And those millions, in turn, stand for everyone who built the biggest global movement of the millennium over the past decade, coming together across nations to demand action on climate change. They were as important to climate progress as the engineers who dropped the price of renewables.
It began slowly (I helped found 350.org, the first attempt at a grassroots global climate movement, in 2008) but accelerated as people around the world joined in — most often the leaders were -indigenous activists and people already on the front lines of climate change, because they had the most at stake. Together, we fought pipelines and frack wells and coal ports, and built enough power that Barack Obama and other world leaders couldn’t come back from Paris empty-handed in 2015, unlike in 2009.

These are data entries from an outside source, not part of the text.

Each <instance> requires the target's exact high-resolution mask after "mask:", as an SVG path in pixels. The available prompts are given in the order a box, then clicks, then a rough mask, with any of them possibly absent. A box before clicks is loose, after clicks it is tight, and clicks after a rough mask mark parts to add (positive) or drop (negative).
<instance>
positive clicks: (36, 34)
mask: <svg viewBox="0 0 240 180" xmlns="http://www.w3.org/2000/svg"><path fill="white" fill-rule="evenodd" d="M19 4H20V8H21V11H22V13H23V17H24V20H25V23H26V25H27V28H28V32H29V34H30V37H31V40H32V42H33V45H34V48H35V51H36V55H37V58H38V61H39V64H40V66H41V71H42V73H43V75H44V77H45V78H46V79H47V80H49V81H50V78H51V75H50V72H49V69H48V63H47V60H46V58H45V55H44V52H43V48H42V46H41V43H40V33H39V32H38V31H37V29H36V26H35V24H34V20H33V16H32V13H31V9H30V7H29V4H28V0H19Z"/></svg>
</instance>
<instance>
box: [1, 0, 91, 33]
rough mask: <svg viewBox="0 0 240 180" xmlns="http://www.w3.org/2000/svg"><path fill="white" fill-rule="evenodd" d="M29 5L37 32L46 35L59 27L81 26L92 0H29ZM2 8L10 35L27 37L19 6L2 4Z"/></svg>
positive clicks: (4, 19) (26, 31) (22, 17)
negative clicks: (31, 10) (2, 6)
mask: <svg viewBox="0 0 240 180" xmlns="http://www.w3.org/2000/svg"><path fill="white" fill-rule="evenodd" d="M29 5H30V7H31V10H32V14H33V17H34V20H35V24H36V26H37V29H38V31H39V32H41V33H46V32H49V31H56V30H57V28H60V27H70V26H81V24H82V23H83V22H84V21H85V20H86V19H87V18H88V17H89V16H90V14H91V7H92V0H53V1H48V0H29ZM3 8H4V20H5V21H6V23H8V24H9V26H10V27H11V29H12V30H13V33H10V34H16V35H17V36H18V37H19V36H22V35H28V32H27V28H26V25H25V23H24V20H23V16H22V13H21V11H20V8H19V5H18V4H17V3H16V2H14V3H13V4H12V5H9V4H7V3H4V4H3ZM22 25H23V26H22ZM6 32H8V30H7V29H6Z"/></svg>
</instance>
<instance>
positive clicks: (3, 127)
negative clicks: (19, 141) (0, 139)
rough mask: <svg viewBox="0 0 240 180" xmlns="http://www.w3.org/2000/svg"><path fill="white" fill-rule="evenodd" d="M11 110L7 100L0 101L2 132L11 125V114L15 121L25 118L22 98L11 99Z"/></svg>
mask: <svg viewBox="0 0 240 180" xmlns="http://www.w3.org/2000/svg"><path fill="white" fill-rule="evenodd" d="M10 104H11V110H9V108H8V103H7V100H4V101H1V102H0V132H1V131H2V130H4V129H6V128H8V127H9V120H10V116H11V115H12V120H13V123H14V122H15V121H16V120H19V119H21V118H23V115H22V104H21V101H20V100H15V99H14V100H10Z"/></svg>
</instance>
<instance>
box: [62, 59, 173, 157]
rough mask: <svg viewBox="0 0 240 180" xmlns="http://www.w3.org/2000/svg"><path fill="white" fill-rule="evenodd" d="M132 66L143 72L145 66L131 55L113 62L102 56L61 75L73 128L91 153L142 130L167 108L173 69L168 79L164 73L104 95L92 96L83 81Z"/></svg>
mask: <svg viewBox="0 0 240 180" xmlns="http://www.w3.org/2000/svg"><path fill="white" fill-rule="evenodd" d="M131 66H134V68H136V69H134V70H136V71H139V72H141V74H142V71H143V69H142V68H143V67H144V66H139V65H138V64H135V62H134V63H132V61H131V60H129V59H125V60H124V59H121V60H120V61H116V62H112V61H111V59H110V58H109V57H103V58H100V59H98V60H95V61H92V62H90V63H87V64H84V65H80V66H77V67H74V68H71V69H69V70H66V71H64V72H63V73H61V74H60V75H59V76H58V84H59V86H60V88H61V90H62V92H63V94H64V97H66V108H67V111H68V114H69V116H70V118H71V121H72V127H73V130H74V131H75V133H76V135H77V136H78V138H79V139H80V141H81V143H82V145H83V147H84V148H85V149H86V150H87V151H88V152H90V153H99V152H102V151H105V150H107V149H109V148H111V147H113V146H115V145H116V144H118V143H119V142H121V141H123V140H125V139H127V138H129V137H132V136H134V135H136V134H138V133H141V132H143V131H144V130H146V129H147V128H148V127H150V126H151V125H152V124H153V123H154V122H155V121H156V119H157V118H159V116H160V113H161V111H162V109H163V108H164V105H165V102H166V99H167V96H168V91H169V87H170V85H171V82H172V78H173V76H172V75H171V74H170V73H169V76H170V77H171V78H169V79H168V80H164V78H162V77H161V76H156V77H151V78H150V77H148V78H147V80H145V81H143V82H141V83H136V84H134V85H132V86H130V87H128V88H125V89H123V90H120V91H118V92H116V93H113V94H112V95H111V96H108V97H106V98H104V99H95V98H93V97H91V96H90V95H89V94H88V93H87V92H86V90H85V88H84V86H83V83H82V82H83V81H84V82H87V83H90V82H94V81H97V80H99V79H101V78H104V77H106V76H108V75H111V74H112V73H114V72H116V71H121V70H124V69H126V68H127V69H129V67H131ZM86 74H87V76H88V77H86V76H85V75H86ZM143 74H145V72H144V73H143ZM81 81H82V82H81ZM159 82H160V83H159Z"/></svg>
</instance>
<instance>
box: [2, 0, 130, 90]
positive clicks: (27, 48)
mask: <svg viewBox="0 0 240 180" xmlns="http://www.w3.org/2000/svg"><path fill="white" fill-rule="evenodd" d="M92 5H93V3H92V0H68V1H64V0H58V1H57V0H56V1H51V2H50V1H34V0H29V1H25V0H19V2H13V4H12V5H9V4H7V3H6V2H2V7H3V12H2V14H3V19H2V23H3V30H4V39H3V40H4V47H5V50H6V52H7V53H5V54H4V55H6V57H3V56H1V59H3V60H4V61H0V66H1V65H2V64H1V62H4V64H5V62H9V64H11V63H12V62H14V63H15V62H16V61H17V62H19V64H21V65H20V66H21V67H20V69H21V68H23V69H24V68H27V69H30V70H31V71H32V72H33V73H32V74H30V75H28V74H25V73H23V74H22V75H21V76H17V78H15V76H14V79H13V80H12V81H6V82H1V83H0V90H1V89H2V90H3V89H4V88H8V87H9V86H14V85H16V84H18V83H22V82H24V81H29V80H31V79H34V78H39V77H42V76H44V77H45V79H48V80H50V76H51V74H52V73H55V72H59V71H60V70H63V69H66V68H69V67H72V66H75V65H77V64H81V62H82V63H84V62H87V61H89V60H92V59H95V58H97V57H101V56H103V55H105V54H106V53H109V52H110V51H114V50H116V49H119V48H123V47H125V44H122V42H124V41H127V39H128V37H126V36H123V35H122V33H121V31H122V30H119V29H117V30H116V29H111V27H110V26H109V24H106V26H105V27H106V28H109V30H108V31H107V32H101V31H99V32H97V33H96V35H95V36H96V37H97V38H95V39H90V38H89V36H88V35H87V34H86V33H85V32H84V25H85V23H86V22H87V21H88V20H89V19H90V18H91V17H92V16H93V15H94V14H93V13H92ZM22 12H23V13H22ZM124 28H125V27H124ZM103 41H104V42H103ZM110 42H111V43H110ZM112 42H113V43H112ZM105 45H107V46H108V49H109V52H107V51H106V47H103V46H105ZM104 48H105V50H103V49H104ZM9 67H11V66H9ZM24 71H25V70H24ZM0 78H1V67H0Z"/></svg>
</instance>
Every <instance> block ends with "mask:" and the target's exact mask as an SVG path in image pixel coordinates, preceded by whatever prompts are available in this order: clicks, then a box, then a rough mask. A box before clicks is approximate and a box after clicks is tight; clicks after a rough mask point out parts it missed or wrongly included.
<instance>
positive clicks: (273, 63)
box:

Young people were among the biggest leaders in the fight. You know Greta Thunberg, and you should. But she would be the first to say there are thousands of young leaders like her; in this country, they’ve included people like Varshini Prakash, whose advocacy of the Green New Deal through the Sunrise Movement helped transform U.S. politics. By 2020, thanks to a decade of mobilization, climate change broke through politically: Polls showed it near or at the top of Democratic-voter concerns. And so Biden named Prakash to a small team working on climate policy. Citizen pressure finally translated into legislative action when our first real climate bill, the Inflation Reduction Act, passed in August — 34 years and 45 days after climate scientist Jim Hansen first testified to Congress that global warming was underway. Which leads us to …
$369 Billion
That’s the floor on spending that Congress designated in the Inflation Reduction Act for energy transformation in our country — money that could accelerate the switch to a clean, electrified America and spur the same around the world.
The bill passed by the barest of margins — Kamala Harris broke a 50-50 tie in the Senate,
and no Republican in either chamber voted for the bill. And before he voted “aye,” West Virginia’s Joe Manchin (who has taken extraordinary amounts of fossil-fuel money) stripped the law of most of its teeth.
Still, it’s a serious pot of money. And it could grow larger — the spending is essentially uncapped, so if enough projects materialize that qualify under its rules, the total could end up closer to $800 billion. That money could underwrite the quick conversion of home after apartment after office: The consumer trinity of heat pump and induction cooktop and e-mobility is suddenly a real prospect. But there’s nothing automatic about it; it’s a lot of cash, but consider the challenge we still face: There are 140 million homes and apartments in America. Even finding enough electricians to do the work is hard. By some estimates, America needs a million more of them.
If it takes us 40 years to make this transition, the planet we run on clean energy will be a broken planet. The only question that really matters, then, is pace: Can we go fast enough to begin to catch up to physics? Which means that the key numbers may turn out to be things like …
121 Degrees
Which is how hot it got in Canada the summer before last, breaking the old national record by eight degrees as a “heat dome” settled across the north, a development so unsettling to scientists that it convinced some we had entered a new phase of the planet’s warming. This conviction was bolstered this summer when we saw similarly anomalous and even more deadly heat waves in China and the subcontinent. Or 780 percent, which is how much of the year’s average rainfall fell in parts of Pakistan over just a few weeks, a rainstorm so epic it melted away people’s earthen homes. Or $313 billion, which is how much economic damage climate-spawned disasters did last year. We live in a world where reason — including economic reason — dictates we move as fast as is possible toward clean energy. But inertia and vested interest provide friction that slows that transition. So the tie will be broken, or not, by something that can’t be quantified: a combination of fear, hope, moral indignation, and human solidarity that provides, or doesn’t, the political will to break this logjam. You can’t count on it — but if we push, it will count.